Animal Tissues
It is traditional to divide all animal tissues into four categories: epithe¬lium, connective tissue, muscle, and nerve, when they are being studied under compound binocular microscopes. Each of these, particularly the second, is a diverse assemblage containing numerous subtypes. It should be emphasized that the subtype classification is based primar¬ily on vertebrate animals, especially human beings, and that its appli¬cation to other animals, particularly the lower invertebrates.
EPITHELIUM
Epithelial tissue forms the covering or lining of all free body surfaces, both external and internal. The outer portion of the skin, for example; is epithelium, as are the linings of the digestive tract, the lungs, the blood vessels, the various ducts, and the body cavity. Epithelial cells are packed tightly together, with only a small amount of cementing material between them and almost no intercellular spaces, as seen under compound binocular microscopes. Thus they provide a continuous barrier protecting the underlying cells from the external medium. Because anything entering or leaving the body must cross at least one layer of epithelium, the permeability characteristics of the cells of the various epithelia play an exceedingly important role in regulating the exchange of materials between different parts of the body and between the body and the external environment.

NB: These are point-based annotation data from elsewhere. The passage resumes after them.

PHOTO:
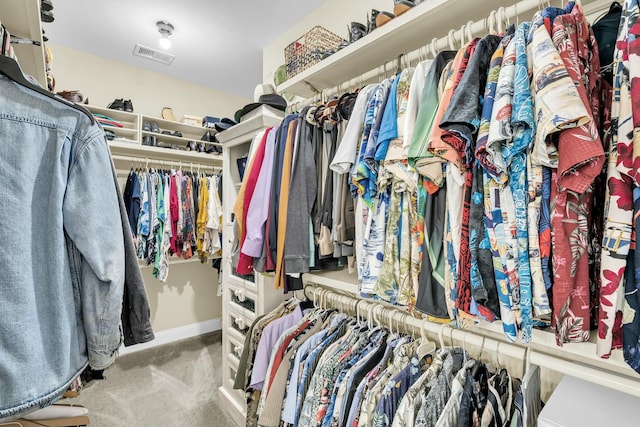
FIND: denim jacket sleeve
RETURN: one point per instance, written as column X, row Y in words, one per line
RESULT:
column 92, row 222
column 136, row 314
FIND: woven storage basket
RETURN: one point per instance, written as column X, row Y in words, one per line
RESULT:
column 309, row 49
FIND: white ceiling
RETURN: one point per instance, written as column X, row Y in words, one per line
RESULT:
column 217, row 44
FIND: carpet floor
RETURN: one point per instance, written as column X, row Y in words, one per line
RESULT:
column 170, row 385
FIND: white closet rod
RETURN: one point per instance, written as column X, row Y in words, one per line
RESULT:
column 520, row 10
column 488, row 346
column 485, row 347
column 172, row 164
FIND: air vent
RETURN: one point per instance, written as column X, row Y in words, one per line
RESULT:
column 153, row 54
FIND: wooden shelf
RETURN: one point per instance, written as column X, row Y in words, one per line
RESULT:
column 22, row 18
column 158, row 153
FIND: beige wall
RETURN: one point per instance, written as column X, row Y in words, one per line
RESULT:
column 103, row 80
column 189, row 295
column 334, row 15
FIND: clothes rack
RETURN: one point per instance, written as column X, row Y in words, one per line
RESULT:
column 487, row 343
column 172, row 164
column 495, row 21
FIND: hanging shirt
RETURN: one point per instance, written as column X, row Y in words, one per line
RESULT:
column 414, row 101
column 501, row 229
column 437, row 398
column 258, row 208
column 347, row 150
column 269, row 336
column 165, row 246
column 418, row 154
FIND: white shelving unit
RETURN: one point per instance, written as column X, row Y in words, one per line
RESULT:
column 416, row 28
column 412, row 30
column 242, row 300
column 22, row 18
column 129, row 121
column 189, row 132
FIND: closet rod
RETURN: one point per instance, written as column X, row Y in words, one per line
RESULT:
column 450, row 41
column 175, row 164
column 485, row 346
column 488, row 342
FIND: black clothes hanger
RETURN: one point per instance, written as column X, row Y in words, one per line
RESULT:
column 11, row 69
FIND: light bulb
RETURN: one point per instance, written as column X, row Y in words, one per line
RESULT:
column 164, row 42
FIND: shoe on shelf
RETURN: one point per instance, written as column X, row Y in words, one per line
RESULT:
column 356, row 32
column 371, row 20
column 383, row 17
column 117, row 104
column 128, row 106
column 46, row 5
column 401, row 6
column 47, row 16
column 167, row 114
column 207, row 137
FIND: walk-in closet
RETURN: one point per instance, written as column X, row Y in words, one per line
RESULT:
column 319, row 214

Since one surface of an epithelium is generally exposed to air or fluid and the opposite surface rests upon other cell layers, and since the epithelium plays, a crucial part in the directional passage of mate¬rials, it is no surprise that epithelial cells should show significant differences between their free ends and their attached ends when they are being examined under compound binocular microscopes. Often highly specialized, the free ends commonly bear cilia, hairs, or short fingerlike processes.
It is customary to group epithelial cells into three categories: squa¬mous, cuboidal, and columnar. Squamous cells are much broader than they are thick and have thee appearance of thin, flat plates. When viewed under compound binocular microscopes, cuboidal cells are roughly as thick as they are wide and, as their name implies, have a rather square or cuboidal shape when viewed in a section perpendicular to the tissue surface; in surface view, however, they look like polygons, often with six sides. Columnar cells are much thicker than they are wide and in vertical section look like rectangles set on end when viewed under compound binocular microscopes.
Epithelial tissue may be only one cell thick, as studied under compound binocular microscopes, in which case it is called simple epithelium, or it may be two or more cells thick and is then known as stratified epithelium. There is, in addition, a third category, called pseudostratified epithelium, in which the tissue looks stratified, but actually is not; whereas in true stratified epithelium only the cells in the lowest layer are in contact with the underlying membrane, in pseudostratified epithelium all the cells are in contact with it. The various types of epithelia are named on the basis of cell type and number of cell layers as they are seen under a microscopes; it is the cells in the outermost layer of stratified epithelium that determine whether it will be called squa¬mous, cuboidal, or columnar. Regardless of type, epithelium is usually separated from the underlying tissue by an extracellular fibrous base¬ment membrane.
Epithelial cells often become specialized as gland cells, secreting substances at the epithelial surface. Sometimes a portion of the epithelial tissue folds inward, and a multicellular gland is formed.